Participate in a Scientific Study about Code Readability

greldak

I'd have to agree on this. A large amount of this was heavily influenced by knowledge of the syntax of particular languages as opposed to looking at the readability of the code in general. In order to properly reflect a readability metric similar examples of more complex parts of syntax need to be included from a wider variety of languages. As it stands this survey is heavily skewed due to the choice of languages - the majority being from the C family.

Sander Rossel

greldak wrote:

the majority all being from the C family.

Or did I miss something? :rolleyes:

It's an OO world.

public class Naerling : Lazy<Person>{
public void DoWork(){ throw new NotImplementedException(); }
}

Peric Zeljko

I agree with Naerling, and it is interesting that there is no variation of text size or font type that is for me most important thing for text readability at all. All the best, Perić Željko

Daniel Vlasceanu

Hi, Will the results be made public somehow?

Nathan Nowak

To my knowledge, the snippets were Java, CUDA, and Python. Overall the survey has around 300 code snippets of which each participant is given a random sample of 20 to rate. I had many different questions about why the test was set up the way it was. I assumed there was some method to the madness. Wes was kind enough to explain some of rationale behind the test design in a forum post at Udacity. I still might have considered doing things differently but after reading his explanations my concerns over the soundness of the approach were relieved. A large reason the test is set up the way it is is because it is duplicating an earlier study that only had around 100 participants. You can read about that study if you like, Raymond P.L. Buse, Westley Weimer: Learning a Metric for Code Readability. IEEE Trans. Software Engineering Vol. 36 No. 4, 546-558, July/Aug 2010[^] There is some statistics jargon in there but it is pretty approachable overall. Part of the thing to realize is that they are using real world code from large or mature open source projects. Not only are they trying to develop some quantifiable measure of readability but they are also trying to determine if measuring readability is actually useful. They do this by looking at the correlation between readability scores and bug counts. They then look to see if changes in readability over time correlate with changes in the number of bugs over time. They are trying to get at the question of whether or not taking the time to make code more readable pays off. There are lots of different things and ways we could go about studying readability and if you read the report you will probably come up with even more ideas than you have now.
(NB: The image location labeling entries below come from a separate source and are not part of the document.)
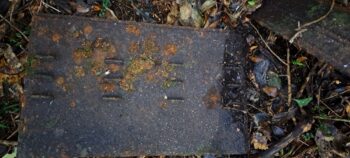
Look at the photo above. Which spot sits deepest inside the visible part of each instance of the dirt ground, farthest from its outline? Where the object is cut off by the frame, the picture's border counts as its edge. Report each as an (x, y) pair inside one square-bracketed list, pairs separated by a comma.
[(299, 106)]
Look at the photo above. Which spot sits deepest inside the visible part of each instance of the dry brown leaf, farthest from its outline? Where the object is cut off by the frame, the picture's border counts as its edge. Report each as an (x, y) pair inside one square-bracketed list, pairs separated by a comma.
[(207, 5), (270, 91), (185, 13), (173, 14), (301, 59), (255, 58)]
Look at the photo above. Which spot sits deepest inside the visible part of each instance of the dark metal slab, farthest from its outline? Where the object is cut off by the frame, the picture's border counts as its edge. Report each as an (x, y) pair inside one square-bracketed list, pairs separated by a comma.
[(328, 39), (105, 88)]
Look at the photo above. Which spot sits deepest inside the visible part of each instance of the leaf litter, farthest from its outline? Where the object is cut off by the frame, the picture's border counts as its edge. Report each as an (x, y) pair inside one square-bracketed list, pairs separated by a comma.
[(320, 94)]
It is actually kind of surprising how many questions in this area have not even been attempted to be answered. Wes and company are just focusing on one small area and trying to move the ball forward. For better or worse, such is the way with academics.

Nathan Nowak

I'm sure they are headed towards publishing a paper about their findings but I believe they will also make the data set public as they did in their first study that only had about 100 participants. Here is a link to their earlier study if you are interested. Raymond P.L. Buse, Westley Weimer: Learning a Metric for Code Readability. IEEE Trans. Software Engineering Vol. 36 No. 4, 546-558, July/Aug 2010[^] If you have the time the paper is only 14 pages long and other than some statistics jargon is pretty approachable. Having a little context for the current study helps answer a lot of questions. Thanks for taking the time to participate.

Nathan Nowak

Well, in defense of the researchers, not that anyone really seems to be attacking them, it is probably not possible to study all of the factors that impact code readability at one time. They selected a modest group of factors that they thought were most pertinent to the questions they were trying to answer. However, I really do like your idea both for its simplicity and testability. My personal hope is that one of two things will happen. One, researchers will realize that the power of the internet isn't the huge pool of test subjects it makes available but the huge number of quality ideas the community can generate. Ideas not just about how to test but what to test. Two, communities like code project will move a little towards doing something more like traditional research rather than just occasional opinion polls. If a decentralized community can come together to create a semi-respected resource like Wikipedia there is no reason a similar thing couldn't happen for research. There really is no reason code project couldn't do its own readability study.

Sander Rossel

*Shivers* This report reminds me so much of my university time... It isn't very nice to look at :) Thanks for the reply and the report though. I might even read the report when I have some spare time. There is always a method. I guess comparing C to Basic is like comparing apples to pears. I just had not expected C only when I started. It's an interesting study. Please keep us up to date. Perhaps you could post a news article about it when it is done :)

It's an OO world.

public class Naerling : Lazy<Person>{
public void DoWork(){ throw new NotImplementedException(); }
}

Peric Zeljko

I agree with you. Related to Wikipedia here is a link to the article that gives explanation what is 'Readability' and there are some interesting external links to different studies of this problem. Some of these studies are interesting because they find correlation of readability and comprehension of the text. Results are interesting. Readability survey[[^](http://en.wikipedia.org/wiki/Readability survey "New Window")] All the best, Perić Željko

greldak

That may explain why I got the impression that a couple of the snippits were duplicated - It may be interesting to compare how often those cases got the same rating from the same person and also to correlate with the position it was served up as our impressions will change as we work through them meaning that our rating of later samples are likely to be influenced by earlier ratings.